Pandora's Big Purchase
Pandora recently purchased a radio station in South Dakota. The company made the purchase in order to take a stance against the music industry. Why fight with the industry? Pandora's stance is that streaming music services have to pay a lot more in royalties and other fees than regular broadcast radio stations do. By purchasing a radio station, Pandora was trying to make a strong point - but that's not how the music industry sees things.

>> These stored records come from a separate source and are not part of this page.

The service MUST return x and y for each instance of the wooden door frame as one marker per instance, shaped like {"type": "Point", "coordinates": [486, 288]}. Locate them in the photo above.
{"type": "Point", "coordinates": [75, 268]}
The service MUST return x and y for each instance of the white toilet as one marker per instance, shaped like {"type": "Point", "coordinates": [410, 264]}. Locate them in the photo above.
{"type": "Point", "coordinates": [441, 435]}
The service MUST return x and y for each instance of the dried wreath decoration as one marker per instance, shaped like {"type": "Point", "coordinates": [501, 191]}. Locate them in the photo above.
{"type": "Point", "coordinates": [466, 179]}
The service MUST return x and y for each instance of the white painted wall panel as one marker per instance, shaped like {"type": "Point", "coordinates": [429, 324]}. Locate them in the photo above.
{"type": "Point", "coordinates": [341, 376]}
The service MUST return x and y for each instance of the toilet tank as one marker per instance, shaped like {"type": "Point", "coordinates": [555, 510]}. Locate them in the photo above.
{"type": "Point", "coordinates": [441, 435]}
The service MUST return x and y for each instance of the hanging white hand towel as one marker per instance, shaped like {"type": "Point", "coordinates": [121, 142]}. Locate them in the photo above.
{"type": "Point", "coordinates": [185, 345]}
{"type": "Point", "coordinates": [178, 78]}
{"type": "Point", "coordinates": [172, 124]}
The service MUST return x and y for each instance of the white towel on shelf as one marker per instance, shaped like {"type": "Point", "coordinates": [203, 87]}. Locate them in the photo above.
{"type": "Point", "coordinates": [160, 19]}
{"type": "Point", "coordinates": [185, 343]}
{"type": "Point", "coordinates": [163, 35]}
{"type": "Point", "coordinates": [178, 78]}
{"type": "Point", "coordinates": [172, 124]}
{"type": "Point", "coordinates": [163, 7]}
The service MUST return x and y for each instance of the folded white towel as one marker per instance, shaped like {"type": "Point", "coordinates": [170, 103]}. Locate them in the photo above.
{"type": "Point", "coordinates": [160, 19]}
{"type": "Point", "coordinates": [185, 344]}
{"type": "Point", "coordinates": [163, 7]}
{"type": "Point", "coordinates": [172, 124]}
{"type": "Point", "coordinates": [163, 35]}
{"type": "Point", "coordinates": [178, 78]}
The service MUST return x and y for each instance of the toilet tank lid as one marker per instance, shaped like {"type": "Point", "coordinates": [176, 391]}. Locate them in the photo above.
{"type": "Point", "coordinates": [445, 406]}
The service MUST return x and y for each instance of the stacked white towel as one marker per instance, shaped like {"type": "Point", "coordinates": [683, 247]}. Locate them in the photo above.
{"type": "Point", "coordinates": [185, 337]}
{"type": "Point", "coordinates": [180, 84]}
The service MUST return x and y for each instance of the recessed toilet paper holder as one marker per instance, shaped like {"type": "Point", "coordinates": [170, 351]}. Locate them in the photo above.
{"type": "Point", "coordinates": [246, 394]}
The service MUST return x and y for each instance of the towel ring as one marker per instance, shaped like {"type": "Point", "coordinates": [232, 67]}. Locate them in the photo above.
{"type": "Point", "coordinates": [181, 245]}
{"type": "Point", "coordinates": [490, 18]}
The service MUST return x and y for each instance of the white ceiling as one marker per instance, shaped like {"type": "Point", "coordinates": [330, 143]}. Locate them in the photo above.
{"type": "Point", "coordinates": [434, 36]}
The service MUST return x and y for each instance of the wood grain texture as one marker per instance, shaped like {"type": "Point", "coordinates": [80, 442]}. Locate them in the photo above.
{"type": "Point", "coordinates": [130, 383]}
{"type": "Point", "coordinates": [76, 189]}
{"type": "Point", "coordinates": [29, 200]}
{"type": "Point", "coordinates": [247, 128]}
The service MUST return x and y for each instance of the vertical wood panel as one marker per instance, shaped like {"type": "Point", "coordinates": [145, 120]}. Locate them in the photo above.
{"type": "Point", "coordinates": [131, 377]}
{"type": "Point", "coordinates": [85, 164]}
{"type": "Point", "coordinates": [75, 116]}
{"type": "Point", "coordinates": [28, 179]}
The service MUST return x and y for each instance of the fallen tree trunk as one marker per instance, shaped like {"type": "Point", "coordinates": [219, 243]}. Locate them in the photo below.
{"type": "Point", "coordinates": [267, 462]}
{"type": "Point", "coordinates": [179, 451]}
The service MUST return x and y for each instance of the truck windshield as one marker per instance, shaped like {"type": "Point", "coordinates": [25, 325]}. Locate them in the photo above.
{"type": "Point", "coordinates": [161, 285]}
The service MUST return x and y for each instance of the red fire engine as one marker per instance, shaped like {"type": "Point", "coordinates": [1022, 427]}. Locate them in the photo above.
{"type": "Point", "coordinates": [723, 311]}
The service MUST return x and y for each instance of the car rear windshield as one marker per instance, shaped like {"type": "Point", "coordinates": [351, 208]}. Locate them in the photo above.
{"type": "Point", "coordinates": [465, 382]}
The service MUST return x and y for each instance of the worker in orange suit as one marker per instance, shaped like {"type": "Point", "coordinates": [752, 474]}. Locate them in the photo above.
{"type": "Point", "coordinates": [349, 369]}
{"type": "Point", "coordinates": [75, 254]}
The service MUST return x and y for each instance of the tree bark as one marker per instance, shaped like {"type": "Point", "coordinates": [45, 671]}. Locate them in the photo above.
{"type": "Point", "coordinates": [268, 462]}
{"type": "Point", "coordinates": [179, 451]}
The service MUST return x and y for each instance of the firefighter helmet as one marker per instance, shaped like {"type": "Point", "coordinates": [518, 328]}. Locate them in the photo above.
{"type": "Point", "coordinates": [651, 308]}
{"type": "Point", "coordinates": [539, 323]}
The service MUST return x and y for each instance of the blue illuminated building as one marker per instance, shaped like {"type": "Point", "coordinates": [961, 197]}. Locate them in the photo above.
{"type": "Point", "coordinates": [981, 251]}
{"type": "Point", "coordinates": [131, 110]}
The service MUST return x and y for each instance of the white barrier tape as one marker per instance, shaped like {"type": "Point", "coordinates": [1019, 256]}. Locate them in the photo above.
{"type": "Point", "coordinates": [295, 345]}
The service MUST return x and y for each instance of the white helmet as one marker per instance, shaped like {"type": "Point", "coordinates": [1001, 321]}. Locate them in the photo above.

David Israelite, CEO of the National Music Publishers Association (NMPA), made an angry statement at a recent industry meeting. Israelite accused Pandora of trying to 'sneak in the back door,' and avoid paying artist fees. He also went on to state that "Pandora is at war with the music industry." Uh-Oh, Pandora, this doesn't sound good.
Pushing to Pass Bills
Pandora is fighting the music industry on a legal level too. Last year, the company backed a federal bill that would lower royalty rates broadcasters are expected to dish out. However, this bill did not go anywhere - but Pandora isn't giving up. The company will (presumably) be backing additional bills to lower the rates that streaming services have to pay.
For obvious reasons, the music industry is starting to form a collective against Pandora stating that the company has padded pockets deep enough to pay top rate royalties. This might be one of the reasons why Apple has decided to step into the music scene right now, too. However, Apple is having a hard time making royalty deals as well, which is why the company's streaming service isn't up and running quite yet.
Should Streaming Services Pay More?
Pandora did, indeed, make a good deal of money when the company went public. But, does that mean that Pandora should have to pay more than broadcast radio stations? I'm not so sure that the logic of "you make more money, so you should pay more" need apply to business matters. Then again, there are always two sides to every coin.
It will be interesting to see what kind of deal Apple is able to make with the music industry at large. If Apple pays the same, or less, in royalties in Pandora, this may give the company an upper hand. Then again, Apple and Pandora might join forces to make sure that the the music industry doesn't try to take advantage of streaming companies that can afford to pay more than regular broadcasters.